Obergefell, 135 S. Ct. at 2607.

Justice Kennedy’s opinion focuses here on the widely accepted right of religious organizations and persons to teach principles that are in opposition to same-sex relationships, in contrast to the equal protection guaranteed by the state itself. Advocates of LGBT equality are rightly concerned, however, that Justice Kennedy’s prior support of corporate “religious freedom” in Hobby Lobby indicates a rather stark, potentially broad double standard, under which private actors are essentially excused for discriminatory conduct that society has deemed fundamentally unjust for other groups and unacceptable on the part of the government in the context of marriage and other areas. Indeed, activist evangelical Christians and their political allies have rallied to this position since Windsor and Obergefell, as illustrated by the slew of states considering and even passing state Religious Freedom Restoration Act laws,23 and the support given to Rowan County, Kentucky Clerk Kim Davis, who refused to issue marriage licenses to same-sex couples despite a

23 http://www.ncsl.org/research/civil-and-criminal-justice/2015-state-rfra-legislation.aspx.

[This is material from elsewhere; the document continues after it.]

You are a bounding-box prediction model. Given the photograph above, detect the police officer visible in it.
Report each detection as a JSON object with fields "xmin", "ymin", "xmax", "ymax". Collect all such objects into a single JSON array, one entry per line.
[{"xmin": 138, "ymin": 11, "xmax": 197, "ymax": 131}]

33 court order. These developments suggest the strategic path ahead for opponents to LGBT equality, and the power of judicial ambivalence to encourage resistance to equal rights.

Should courts continue to signal tolerance for religion-based anti-equality arguments, it could have grave consequences for any antidiscrimination laws that seek to protect LGBT workers. It takes no great imagination to envision a case in which a corporation with devout Christian owners, like Hobby Lobby, challenges a federal antidiscrimination law that may come into existence soon – such as the Equality Act or a re-interpreted Title VII – as substantially burdening their religious beliefs by forcing them to give equal treatment to LGBT workers. Indeed, in something of an echo of Justice Scalia’s impassioned warnings about the expansion of LGBT rights that he feared was building years ago, Justice Ginsburg’s dissent in Hobby Lobby raised the specter of the contraction of these rights by people using religious belief as grounds to exempt themselves from antidiscrimination laws. Hobby Lobby, 134 S. Ct. at 2804-05. In response to this concern, Justice Alito’s majority opinion retorted that such fears were unfounded:

The principal dissent raises the possibility that discrimination in hiring, for example on the basis of race, might be cloaked as religious practice to escape legal sanction. Our decision today provides no such shield. The Government has a compelling interest in providing an equal opportunity to participate in the workforce without regard to race, and prohibitions on racial discrimination are precisely tailored to achieve that critical goal.

Id. at 2783. While this passage indicates that Hobby Lobby cannot be used as a shield against antidiscrimination laws, it notably focuses on race, a category that is considered suspect under the Equal Protection Clause, and is explicitly listed in Title VII. It remains to be seen whether the Hobby Lobby majority would extend the “freedom” afforded to companies that wish deny contraceptives to their employees on religious grounds to companies that also wish to deny equal workplace rights to their LGBT workers. A case raising this very issue seems inevitable before long, as advocates for, and opponents to, LGBT equality continue to clash in the courtroom over these vitally important civil rights.